Язык совсем не повиновался мне. Кечо это заметил.

— Что с тобою, сукин сын, не узнаю я тебя?

— А чёрт меня знает.

— А всё-таки?

— Ничего, просто я…

— Ты чего слова жуёшь, есть тебе что ли нечего? Ах, понимаю, понимаю! — он вдруг вскочил и притащил мне надетый на вертел коровий язык. — Лучше лекарства у меня, брат, нету. Если и это тебе не поможет, плохо, значит, твоё дело. Смотри только, сразу не накидывайся, дай ему остыть, не то рот обожжёшь!
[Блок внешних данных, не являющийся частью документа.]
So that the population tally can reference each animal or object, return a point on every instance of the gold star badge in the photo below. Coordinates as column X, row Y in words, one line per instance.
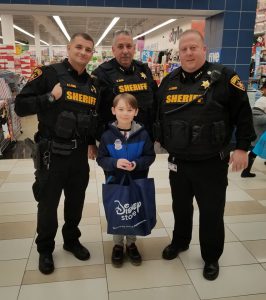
column 236, row 82
column 143, row 75
column 205, row 84
column 36, row 73
column 93, row 89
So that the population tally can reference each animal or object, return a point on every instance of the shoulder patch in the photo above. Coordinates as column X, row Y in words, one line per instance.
column 236, row 82
column 36, row 73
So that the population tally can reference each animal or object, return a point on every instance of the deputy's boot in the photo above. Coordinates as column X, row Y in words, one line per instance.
column 246, row 172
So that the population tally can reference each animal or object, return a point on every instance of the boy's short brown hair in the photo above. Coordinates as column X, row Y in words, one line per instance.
column 128, row 98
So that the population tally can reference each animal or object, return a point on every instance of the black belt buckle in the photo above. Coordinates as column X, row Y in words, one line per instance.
column 75, row 144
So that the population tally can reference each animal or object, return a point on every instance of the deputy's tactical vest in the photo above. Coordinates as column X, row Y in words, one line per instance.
column 199, row 129
column 76, row 117
column 136, row 83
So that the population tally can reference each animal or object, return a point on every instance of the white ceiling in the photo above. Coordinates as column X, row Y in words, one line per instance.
column 91, row 20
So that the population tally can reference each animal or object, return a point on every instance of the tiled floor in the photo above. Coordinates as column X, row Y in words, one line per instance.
column 243, row 264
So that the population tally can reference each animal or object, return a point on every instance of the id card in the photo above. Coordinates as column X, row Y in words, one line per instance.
column 172, row 167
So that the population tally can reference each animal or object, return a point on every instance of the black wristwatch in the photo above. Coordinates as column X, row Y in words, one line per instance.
column 50, row 97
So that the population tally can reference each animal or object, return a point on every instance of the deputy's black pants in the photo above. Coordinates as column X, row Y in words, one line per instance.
column 207, row 181
column 71, row 175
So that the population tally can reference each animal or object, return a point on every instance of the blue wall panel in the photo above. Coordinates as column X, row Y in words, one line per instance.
column 217, row 5
column 233, row 5
column 230, row 38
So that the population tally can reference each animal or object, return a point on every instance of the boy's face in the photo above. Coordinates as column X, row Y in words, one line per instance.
column 124, row 114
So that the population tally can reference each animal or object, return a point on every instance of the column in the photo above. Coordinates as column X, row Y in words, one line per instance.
column 8, row 30
column 37, row 42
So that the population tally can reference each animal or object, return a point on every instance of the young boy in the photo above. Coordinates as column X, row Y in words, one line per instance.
column 125, row 146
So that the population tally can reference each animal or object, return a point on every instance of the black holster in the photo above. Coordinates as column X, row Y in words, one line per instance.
column 177, row 135
column 65, row 126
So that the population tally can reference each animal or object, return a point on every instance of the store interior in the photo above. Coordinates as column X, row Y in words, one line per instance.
column 41, row 42
column 243, row 264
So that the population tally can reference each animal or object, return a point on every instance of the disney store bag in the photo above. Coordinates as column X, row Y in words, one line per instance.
column 130, row 209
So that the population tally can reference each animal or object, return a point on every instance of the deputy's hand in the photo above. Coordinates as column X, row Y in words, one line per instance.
column 57, row 91
column 239, row 160
column 92, row 151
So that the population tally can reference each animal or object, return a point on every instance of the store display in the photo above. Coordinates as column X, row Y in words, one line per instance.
column 258, row 59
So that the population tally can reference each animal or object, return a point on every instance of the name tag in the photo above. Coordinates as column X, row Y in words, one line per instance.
column 172, row 167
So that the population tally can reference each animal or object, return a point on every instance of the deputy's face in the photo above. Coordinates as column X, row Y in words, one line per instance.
column 123, row 50
column 79, row 52
column 192, row 52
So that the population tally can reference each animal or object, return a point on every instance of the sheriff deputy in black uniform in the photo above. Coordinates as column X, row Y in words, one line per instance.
column 63, row 97
column 200, row 104
column 123, row 74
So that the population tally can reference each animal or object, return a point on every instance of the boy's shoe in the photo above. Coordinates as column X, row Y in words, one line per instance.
column 133, row 254
column 46, row 263
column 118, row 256
column 78, row 250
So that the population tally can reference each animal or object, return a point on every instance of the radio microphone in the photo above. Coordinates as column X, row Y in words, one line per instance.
column 215, row 76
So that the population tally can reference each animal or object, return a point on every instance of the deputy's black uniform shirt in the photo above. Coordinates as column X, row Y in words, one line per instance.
column 33, row 98
column 229, row 93
column 107, row 89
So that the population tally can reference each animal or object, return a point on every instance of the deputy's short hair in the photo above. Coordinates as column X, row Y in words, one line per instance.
column 128, row 98
column 84, row 35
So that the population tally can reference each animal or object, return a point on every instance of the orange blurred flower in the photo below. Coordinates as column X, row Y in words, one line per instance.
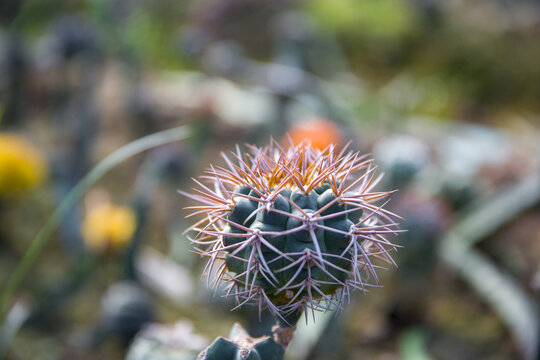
column 320, row 132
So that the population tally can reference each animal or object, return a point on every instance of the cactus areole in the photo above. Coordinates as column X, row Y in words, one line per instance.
column 291, row 229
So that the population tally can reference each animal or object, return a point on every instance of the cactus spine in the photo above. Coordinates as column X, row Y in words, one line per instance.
column 294, row 228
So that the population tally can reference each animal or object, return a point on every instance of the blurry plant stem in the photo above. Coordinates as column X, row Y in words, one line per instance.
column 55, row 300
column 513, row 304
column 117, row 157
column 283, row 334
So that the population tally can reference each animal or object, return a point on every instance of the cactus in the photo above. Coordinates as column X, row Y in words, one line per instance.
column 240, row 346
column 292, row 228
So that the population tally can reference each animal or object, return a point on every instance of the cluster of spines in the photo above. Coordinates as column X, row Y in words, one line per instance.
column 292, row 228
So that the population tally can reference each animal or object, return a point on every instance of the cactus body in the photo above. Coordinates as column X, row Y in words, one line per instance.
column 294, row 229
column 240, row 346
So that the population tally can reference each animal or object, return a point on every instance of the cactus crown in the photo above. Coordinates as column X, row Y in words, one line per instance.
column 292, row 228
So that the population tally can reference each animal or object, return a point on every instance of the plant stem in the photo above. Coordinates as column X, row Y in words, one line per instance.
column 117, row 157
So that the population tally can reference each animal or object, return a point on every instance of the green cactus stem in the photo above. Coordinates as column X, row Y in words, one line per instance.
column 294, row 228
column 240, row 346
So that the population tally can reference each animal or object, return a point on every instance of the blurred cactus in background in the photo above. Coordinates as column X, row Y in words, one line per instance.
column 291, row 229
column 22, row 166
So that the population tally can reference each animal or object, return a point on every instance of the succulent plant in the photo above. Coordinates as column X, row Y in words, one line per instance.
column 293, row 228
column 240, row 346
Не знаю, шашлык мне этот помог или другое что, но обрёл я дар речи, орал то басом, то дискантом… Все разбрелись, а я ещё остался, не хотелось мне домой идти. Тогда-то я убедился, что одиночество хуже смерти. Присел к очагу и голову повесил. Почувствовала Царо, какая у меня на душе печаль, и говорит:

— Караманчик, сыночек, родной мой, бог свидетель, ничем ты меня не обременяешь, не тяжело мне ни обед готовить, ни убирать за тобой, ни бельё стирать. Буду я по-прежнему за тобой ходить, правда, внуков у меня теперь двое, да не беда! Найдётся и для тебя минутка, пока в руках сила есть, а в глазах зоркость. Но в одном ты меня, родимый, послушай: плохо тебе без женщины будет, не семья там — где женщины нет, а дерево высохшее. Это я потому говорю, что добра тебе желаю. Без женщины в доме ни вкуса, ни достатка, ни благодати, ничего нет, гости даже в такой дом заходить не хотят. До сих пор я тебе этого не говорила, потому как в трауре ты был, — ведь какое горе пережил — в одну неделю отца с матерью в землю положил, шутка ли? А теперь время пришло, жениться тебе необходимо. Жена за тобой и присмотрит, и приголубит, и в доме порядок наведёт… Только, повторяю, не держи ты в душе, что надоело Царо за тобою ходить. Я ведь тебе добра желаю.

— Э… тётушка, кто за меня пойдёт?

— Ты только захоти, родной, любая с закрытыми глазами согласится. Кто тебе откажет, если ума не лишилась. Таких парней не только в Сакиваре, на всём свете раз, два и обчёлся.

Царо говорила, а я всё думал о Гульчине, хотя знал, что думать о ней нельзя, однако забыть её я был не в силах. И поэтому горестно вздохнул.

— Невезучий я, тётушка, на ком бы свой взор не остановил, все замуж повыходили…

— Да ты, парень, ни дать, ни взять лекарство для незамужних девиц! — воскликнула стоящая тут же рядом Элпитэ. — Если уж у тебя правда такой глаз хороший, взгляни-ка на мою Ивлиту, засиделась она что-то… У тебя от этого ничего не убудет, а девицу пристроим.

— Тётушка Элпитэ, что это ты такое говоришь?! Всех ты вековух на земле сбыла замуж, а для своей дочери тебе вдруг моя помощь понадобилась?! Чудно право!

— Эх, милок, врач, говорят, других от болезни лечит, а себя не может. Разве блаженный отец не говорил тебе этого?

Если бы я мог упомнить всё то, что он мне говорил! Для этого и девяти голов не хватило бы!

Пошёл я домой, развёл огонь в очаге, уселся на треногий стул и, глядя на пламя, задумался. Огонь вдруг превратился в огромное зеркало, в котором я почему-то увидел не себя, а отца. Огонь танцевал, а отец спокойно стоял в огне и, словно ничего и не случилось, как обычно, повёл со мною долгую, тихую беседу.